The rapid loss of active sulfur, because of a notorious effect of polysulfide shuttle, leads to a severe capacity fading in lithium–sulfur (Li–S) batteries. Although oxygen doping in cathodic materials is a promising strategy to enhance bonding interactions with lithium polysulfides, the origin of strong interactions remains to be poorly understood, because of a lack of consideration for the spatial arrangement of oxygen atoms affecting the overall performances. Here, we unveil the role of hydroxyl architecture on polysulfide trapping by systematically studying a series of cyclodextrin molecules that serve as a model platform, because of their well-defined structural uniqueness featuring abundant hydroxyl binding sites. We compare their trapping behaviors toward lithium polysulfides and thus correlate performance variations with their structural differences.
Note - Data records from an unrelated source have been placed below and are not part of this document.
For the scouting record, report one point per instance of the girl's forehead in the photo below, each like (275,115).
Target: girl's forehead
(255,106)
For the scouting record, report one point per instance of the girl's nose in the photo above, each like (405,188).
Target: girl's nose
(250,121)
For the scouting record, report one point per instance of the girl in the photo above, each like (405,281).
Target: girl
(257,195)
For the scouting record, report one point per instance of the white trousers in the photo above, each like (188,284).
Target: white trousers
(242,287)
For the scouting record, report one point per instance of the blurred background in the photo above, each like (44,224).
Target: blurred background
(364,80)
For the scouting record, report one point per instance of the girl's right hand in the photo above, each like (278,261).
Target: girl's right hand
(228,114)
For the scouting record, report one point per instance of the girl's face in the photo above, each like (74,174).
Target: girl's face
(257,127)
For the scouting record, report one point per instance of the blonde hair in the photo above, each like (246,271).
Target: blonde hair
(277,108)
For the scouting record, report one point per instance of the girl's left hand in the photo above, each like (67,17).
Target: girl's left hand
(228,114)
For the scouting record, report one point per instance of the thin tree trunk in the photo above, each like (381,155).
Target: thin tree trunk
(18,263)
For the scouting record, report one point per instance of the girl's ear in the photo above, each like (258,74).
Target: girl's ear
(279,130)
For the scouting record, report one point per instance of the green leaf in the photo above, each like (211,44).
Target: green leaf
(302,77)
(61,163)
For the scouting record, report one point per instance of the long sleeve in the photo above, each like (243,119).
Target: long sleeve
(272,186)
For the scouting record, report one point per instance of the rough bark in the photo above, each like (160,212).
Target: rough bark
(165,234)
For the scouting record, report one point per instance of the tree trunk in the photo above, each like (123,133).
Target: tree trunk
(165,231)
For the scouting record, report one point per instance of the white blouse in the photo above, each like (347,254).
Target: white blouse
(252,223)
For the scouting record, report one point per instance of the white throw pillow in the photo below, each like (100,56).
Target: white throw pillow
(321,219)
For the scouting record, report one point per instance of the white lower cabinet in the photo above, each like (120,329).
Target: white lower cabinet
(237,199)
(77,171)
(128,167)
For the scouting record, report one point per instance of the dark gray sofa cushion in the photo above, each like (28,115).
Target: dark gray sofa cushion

Experimental findings coupled with computational modeling suggest that the asymmetrical arrangement of primary hydroxyl groups in β-CD determines the highest binding energies, relevant to the optimal capability in constraining polysulfide shuttle, and, in turn, contributes to remarkable improvements in the rate capacity and cycling performance. The identification of the role of hydroxyl architecture provides an atomic-scale explanation for the interaction between OH-group ordered interface and lithium polysulfides, and a new insight for the future design and engineering of interfaces in Li–S batteries.